There’s really nothing wrong with an insurance company that asks you to supply them with proof of damage, sickness or death. But when you, the insured, have complied with all the requirements and submitted these – and the insurance company drags its feet in the settlement of claims, then you may have grounds to file for court action against the company for breach of contract or bad faith.
When a case is presented to the court for bad faith, the court will simply employ the standard of “reasonableness.” In other words, the court will determine if the actions of the company are reasonable under the circumstances. For example, if the insurance company gives a check to the insured within a week after the insured has submitted his documents, then the insurance company has acted reasonably. The one week period may be sufficient time for the claims department to ascertain the accuracy of the occurrence and extent of the damage as well as prepare the check for the insured.
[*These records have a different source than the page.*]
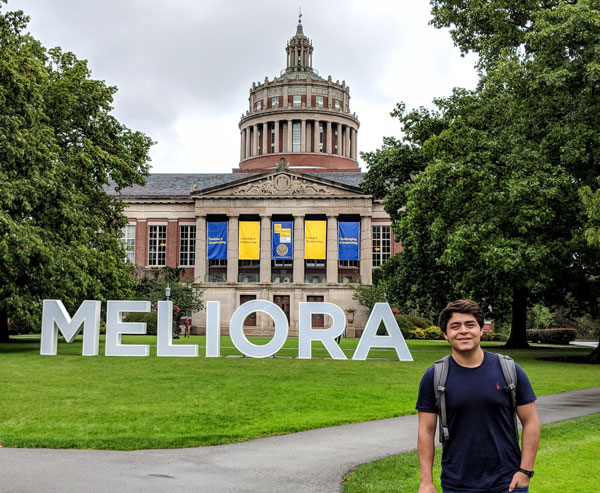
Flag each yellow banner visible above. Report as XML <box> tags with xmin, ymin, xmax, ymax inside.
<box><xmin>304</xmin><ymin>221</ymin><xmax>327</xmax><ymax>259</ymax></box>
<box><xmin>239</xmin><ymin>221</ymin><xmax>260</xmax><ymax>260</ymax></box>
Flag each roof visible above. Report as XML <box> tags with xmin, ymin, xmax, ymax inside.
<box><xmin>109</xmin><ymin>172</ymin><xmax>363</xmax><ymax>199</ymax></box>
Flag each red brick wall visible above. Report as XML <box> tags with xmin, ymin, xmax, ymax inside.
<box><xmin>135</xmin><ymin>220</ymin><xmax>148</xmax><ymax>266</ymax></box>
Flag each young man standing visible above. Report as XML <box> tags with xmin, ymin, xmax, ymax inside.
<box><xmin>416</xmin><ymin>300</ymin><xmax>540</xmax><ymax>493</ymax></box>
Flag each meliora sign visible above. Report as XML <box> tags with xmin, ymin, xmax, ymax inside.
<box><xmin>40</xmin><ymin>300</ymin><xmax>413</xmax><ymax>361</ymax></box>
However, if the insured has submitted all the necessary papers and the insurance company delays in making a settlement or communicating with the insured, then the insured may file for a case of bad faith. He should then seek the help of an attorney with an extensive experience in bad faith litigation. The legal team will examine all actions of the insurance company which can be construed to be “unreasonable.” For such lawyers who specialize in unfair business practices or bad faith, they believe that it is bad enough for an honest person to experience an unforeseen accident, sickness, death or event. But, it is worse when that person does not get the insurance proceeds – when he expects and needs it the most.